Combine your two variables "rows" and "columns" in a Pandas Dataframe, and display it in the Jupyter Notebook to ensure it's working properly. 

In [38]:
df = pd.DataFrame(rows, columns=columns)
df["Date"] = pd.to_datetime(df["Date"])
df.head()

Unnamed: 0,Date,Lessons Completed,Summary
0,2019-09-10,2,First day at the Data Science Club. I complete...
1,2019-09-17,4,Moved on to work on NumPy and Pandas. Joined a...
2,2019-09-24,5,"Really did a lot of course work today, mastere..."
3,2019-10-08,3,"After skipping last week, met back up with my ..."

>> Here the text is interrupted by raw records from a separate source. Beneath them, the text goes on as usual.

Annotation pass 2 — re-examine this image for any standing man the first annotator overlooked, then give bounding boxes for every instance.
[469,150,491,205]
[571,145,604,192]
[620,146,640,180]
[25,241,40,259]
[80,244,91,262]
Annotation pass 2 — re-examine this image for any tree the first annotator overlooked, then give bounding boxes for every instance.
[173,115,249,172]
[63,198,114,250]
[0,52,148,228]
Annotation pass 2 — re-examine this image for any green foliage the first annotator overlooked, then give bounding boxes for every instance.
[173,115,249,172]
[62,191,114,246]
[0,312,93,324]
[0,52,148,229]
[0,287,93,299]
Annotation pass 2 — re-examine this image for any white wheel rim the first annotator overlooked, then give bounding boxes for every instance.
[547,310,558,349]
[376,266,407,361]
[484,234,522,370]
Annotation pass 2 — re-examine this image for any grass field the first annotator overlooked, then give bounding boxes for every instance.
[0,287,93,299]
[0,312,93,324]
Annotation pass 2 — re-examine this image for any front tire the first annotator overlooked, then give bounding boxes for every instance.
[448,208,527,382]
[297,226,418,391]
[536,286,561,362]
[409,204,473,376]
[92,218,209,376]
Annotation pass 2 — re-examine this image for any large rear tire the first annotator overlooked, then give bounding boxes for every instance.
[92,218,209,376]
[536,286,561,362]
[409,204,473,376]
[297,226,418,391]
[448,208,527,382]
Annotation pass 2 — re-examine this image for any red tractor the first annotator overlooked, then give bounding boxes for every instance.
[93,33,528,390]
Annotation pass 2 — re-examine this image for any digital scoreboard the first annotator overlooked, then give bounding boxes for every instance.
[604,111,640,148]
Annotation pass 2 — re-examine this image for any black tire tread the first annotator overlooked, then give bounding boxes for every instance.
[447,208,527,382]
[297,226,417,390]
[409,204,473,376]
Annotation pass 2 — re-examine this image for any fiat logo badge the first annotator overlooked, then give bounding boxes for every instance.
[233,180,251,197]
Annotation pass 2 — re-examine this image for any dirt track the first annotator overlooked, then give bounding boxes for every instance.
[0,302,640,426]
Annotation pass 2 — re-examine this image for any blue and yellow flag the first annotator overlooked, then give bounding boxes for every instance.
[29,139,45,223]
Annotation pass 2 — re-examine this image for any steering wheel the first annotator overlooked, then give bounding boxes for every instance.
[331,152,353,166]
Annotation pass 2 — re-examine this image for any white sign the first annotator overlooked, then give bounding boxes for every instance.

Check what datatypes are present in the dataframe.

In [39]:
df.dtypes

Date                 datetime64[ns]
Lessons Completed             int64
Summary                      object
dtype: object

For ease of analysis and plotting, convert the values in the "Date" column to a datetime object and list the dtypes to ensure the conversion worked.

In [40]:
df["Date"] = pd.to_datetime(df["Date"])
df.dtypes

Date                 datetime64[ns]
Lessons Completed             int64
Summary                      object
dtype: object

## Plotting with Matplotlib

We want to visualize our dataframe in a way that is easy to understand. We'll put the date on the x-axis, and the number of courses completed on the y-axis. If we just do the most basic Matplotlib implementation, however, we get the resulting visualization:


In [48]:
%matplotlib notebook
fig, ax = plt.subplots(figsize = (10, 5))
plt.plot(df["Date"], # Dates on x-axis
             df["Lessons Completed"], # Number of lessons completed on y-axis
            )
plt.show()

<IPython.core.display.Javascript object>

There's quite a few things wrong with the visualization. To fix these weird quirks, we can get more specific in our parameters. 

The first issue that stands our is the ticks on the x and y axis. The y-axis is in float format, but for this type of data we assume we are working with integers (finishing half a lesson won't be represented by .5, either you finish it or not.) 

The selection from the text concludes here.